Blockchain technology reduces transaction costs by avoiding reconciliation and settlement steps. The unique attributes give the technology the potential to be a game-changer role in the energy sector. The added transaction efficiency means that blockchain technology can reduce utility bills and working capital requirements. As devices connected to the Internet of Things, blockchain technology can allow energy devices to transact with each other while enabling utilities and grids to vary renewable energy capacity at much lower cost.

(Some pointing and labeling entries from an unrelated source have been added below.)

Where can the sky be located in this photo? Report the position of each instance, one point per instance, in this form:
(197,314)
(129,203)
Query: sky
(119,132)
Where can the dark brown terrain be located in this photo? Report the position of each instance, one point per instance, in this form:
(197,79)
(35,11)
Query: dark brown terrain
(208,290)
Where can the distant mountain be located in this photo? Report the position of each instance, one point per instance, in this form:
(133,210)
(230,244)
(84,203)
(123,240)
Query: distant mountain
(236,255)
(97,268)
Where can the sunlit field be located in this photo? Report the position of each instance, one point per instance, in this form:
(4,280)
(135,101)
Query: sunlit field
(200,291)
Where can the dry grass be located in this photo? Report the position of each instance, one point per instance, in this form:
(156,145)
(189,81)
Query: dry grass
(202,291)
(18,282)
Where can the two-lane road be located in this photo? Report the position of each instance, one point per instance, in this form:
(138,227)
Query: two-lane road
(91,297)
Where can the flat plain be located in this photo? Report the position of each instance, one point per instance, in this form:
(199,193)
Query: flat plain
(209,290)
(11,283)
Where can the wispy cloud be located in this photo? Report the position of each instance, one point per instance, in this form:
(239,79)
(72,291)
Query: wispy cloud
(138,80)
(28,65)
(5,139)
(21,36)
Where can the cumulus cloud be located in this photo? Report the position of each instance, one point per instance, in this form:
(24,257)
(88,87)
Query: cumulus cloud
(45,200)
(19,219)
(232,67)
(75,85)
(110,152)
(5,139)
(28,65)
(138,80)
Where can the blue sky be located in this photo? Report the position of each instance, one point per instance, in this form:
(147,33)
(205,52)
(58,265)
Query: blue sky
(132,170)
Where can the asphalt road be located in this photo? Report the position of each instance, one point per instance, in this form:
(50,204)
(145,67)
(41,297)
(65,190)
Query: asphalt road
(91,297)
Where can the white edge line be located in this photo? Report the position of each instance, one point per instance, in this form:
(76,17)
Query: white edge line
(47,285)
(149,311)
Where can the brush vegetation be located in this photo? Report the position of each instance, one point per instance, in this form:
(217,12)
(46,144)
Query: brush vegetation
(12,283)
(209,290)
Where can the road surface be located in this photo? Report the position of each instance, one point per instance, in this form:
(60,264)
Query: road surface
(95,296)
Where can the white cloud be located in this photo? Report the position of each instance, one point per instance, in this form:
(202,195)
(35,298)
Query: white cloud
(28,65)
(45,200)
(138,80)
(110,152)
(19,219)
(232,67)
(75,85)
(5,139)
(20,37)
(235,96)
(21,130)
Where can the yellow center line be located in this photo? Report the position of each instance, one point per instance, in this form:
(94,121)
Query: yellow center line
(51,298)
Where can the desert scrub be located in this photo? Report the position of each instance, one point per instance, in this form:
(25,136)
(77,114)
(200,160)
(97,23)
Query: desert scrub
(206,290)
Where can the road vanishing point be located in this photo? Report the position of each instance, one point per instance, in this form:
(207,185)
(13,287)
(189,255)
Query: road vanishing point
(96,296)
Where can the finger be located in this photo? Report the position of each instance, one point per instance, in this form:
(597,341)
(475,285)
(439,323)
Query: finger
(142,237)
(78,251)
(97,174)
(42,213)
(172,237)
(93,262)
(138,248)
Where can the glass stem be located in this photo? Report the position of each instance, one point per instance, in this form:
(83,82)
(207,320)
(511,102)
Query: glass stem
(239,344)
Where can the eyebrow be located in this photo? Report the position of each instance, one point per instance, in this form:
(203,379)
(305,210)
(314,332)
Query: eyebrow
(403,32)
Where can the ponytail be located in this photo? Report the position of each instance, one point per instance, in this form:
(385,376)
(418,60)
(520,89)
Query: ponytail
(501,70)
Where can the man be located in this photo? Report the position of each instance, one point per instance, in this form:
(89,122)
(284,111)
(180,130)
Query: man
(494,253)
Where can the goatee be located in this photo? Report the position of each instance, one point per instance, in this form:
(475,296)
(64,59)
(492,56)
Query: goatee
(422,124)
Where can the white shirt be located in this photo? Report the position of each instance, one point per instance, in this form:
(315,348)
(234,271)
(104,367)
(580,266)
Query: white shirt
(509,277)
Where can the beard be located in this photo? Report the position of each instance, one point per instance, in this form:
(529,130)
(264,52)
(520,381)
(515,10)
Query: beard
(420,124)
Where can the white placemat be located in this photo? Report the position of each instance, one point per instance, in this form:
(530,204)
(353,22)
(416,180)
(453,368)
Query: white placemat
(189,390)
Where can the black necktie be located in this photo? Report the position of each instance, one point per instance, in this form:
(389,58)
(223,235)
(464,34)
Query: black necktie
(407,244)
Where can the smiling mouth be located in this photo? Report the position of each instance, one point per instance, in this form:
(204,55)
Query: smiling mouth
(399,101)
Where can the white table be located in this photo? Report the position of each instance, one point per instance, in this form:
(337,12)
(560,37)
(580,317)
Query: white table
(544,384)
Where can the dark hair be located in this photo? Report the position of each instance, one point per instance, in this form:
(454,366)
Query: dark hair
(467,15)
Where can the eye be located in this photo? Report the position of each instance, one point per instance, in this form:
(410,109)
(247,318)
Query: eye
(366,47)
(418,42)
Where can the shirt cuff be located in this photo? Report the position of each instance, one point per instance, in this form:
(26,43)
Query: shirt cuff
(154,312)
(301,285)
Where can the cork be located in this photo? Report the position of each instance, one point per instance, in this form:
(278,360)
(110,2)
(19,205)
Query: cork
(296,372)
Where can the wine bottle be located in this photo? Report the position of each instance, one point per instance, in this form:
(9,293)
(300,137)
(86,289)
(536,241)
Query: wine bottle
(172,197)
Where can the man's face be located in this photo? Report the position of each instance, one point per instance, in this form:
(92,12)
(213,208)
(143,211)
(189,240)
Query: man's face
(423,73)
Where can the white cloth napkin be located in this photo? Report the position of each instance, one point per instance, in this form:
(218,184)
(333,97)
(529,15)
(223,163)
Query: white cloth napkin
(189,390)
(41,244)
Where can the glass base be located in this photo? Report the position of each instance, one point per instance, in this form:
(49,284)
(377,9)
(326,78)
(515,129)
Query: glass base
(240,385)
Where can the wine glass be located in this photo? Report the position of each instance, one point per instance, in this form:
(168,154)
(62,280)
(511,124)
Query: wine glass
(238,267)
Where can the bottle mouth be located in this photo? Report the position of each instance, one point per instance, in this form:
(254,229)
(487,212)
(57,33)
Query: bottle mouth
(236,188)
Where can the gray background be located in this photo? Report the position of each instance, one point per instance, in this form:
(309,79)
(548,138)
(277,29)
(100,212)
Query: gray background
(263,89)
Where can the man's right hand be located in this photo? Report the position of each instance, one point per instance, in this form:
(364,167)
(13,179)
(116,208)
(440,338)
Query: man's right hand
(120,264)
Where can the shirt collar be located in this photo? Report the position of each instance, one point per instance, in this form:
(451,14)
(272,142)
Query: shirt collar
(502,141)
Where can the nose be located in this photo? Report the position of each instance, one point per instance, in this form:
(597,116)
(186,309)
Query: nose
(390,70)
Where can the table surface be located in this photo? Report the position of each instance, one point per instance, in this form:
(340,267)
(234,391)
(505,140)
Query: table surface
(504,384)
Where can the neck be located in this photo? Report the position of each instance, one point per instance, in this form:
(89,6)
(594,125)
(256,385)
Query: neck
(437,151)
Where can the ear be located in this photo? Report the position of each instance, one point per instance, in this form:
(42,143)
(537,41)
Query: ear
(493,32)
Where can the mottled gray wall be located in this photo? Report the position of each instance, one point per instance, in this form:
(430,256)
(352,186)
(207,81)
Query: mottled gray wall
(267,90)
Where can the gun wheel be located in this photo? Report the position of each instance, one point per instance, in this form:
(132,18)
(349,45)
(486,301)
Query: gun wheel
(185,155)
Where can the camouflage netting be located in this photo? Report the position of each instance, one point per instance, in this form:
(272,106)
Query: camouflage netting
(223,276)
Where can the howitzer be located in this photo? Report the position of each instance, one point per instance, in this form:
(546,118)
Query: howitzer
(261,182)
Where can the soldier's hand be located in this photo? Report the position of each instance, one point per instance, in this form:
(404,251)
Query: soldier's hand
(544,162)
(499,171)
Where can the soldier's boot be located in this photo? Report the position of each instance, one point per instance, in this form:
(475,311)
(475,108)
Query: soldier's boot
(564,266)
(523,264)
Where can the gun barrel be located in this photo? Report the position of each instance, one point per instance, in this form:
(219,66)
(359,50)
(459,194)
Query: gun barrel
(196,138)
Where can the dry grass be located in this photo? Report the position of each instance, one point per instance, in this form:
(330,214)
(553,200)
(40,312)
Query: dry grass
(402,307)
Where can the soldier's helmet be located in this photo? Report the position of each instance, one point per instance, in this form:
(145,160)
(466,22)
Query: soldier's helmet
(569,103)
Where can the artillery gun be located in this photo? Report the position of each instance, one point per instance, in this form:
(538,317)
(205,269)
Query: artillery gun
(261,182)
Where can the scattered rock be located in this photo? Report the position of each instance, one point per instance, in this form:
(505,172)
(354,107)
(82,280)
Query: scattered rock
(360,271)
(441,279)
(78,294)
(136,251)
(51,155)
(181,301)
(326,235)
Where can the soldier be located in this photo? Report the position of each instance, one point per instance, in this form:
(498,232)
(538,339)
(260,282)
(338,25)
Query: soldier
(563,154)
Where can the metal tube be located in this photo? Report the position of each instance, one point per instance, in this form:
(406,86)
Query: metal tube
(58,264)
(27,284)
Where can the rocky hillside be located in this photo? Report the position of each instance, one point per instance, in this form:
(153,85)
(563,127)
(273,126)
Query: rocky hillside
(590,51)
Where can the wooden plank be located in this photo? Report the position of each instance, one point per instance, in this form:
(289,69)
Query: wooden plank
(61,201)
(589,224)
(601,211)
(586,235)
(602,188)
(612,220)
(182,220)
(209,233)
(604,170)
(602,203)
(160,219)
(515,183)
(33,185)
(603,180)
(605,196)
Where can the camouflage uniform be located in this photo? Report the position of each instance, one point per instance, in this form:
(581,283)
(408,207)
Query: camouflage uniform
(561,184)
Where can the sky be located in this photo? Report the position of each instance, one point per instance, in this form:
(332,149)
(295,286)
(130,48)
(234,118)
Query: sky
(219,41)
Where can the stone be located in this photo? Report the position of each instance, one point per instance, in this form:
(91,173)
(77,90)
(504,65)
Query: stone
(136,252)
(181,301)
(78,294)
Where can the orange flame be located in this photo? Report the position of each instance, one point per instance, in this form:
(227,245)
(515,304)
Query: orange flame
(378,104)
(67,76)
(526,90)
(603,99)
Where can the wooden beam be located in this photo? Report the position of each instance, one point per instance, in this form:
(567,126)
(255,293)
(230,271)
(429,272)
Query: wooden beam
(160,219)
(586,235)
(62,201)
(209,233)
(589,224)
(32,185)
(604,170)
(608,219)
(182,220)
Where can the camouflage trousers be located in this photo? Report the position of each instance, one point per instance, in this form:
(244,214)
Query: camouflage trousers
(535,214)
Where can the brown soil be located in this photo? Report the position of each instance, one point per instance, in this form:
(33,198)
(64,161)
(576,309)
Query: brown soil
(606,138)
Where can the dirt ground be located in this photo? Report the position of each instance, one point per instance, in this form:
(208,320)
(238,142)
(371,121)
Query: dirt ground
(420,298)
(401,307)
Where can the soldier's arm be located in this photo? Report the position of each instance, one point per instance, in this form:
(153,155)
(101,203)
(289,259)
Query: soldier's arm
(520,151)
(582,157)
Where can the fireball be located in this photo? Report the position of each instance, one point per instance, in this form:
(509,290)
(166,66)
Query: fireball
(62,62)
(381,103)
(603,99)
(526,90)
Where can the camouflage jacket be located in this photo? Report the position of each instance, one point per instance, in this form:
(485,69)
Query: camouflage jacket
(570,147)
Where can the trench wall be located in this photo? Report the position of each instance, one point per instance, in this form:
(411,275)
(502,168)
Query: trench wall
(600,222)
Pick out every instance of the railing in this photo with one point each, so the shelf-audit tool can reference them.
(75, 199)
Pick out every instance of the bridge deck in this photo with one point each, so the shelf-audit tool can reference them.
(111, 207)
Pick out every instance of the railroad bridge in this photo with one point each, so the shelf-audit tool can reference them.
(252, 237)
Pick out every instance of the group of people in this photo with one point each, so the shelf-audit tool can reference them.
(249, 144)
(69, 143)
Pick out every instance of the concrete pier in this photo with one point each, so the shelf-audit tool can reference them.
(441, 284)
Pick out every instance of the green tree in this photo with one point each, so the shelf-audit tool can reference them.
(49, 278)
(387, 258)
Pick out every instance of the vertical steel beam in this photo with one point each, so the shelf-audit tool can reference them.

“The main challenge of the electricity sector in the 21st Century is to integrate more renewable energy into the grid in a cost-effective fashion in a context of largely flat or diminishing demand. The only way we know how to do this is by automating the demand side—by allowing many more participants in the grid. That means automation at the distribution edge, and integration of this automation with wholesale markets,” Hervé Touati, a managing director at RMI and president of EWF, said. “We are excited by the potential of blockchain technology as an enabler to realize that vision. Blockchain will not be the only building block of the 21st Century grid, but it will most likely be a key building block. It also provides much higher levels of cybersecurity essentially for free—which addresses, as a by-product, one of the key concerns of utility executives when it comes to distributed energy resources.”
Grid Singularity is leading development of an open-source, energy-specific blockchain infrastructure. Grid Singularity will address limitations of speed and transaction costs in the current blockchains, and enable features focused on energy-specific applications.
“The current test-network “Kovan,” is a proof-of-concept for a consensus algorithm. It has the ability to perform up to 1,000 transactions per second (tps) and is already in use in blockchain start-ups. Along with development of an open-source IT infrastructure, EWF will also analyze use cases and organize to push use cases into proof of concepts and commercial applications.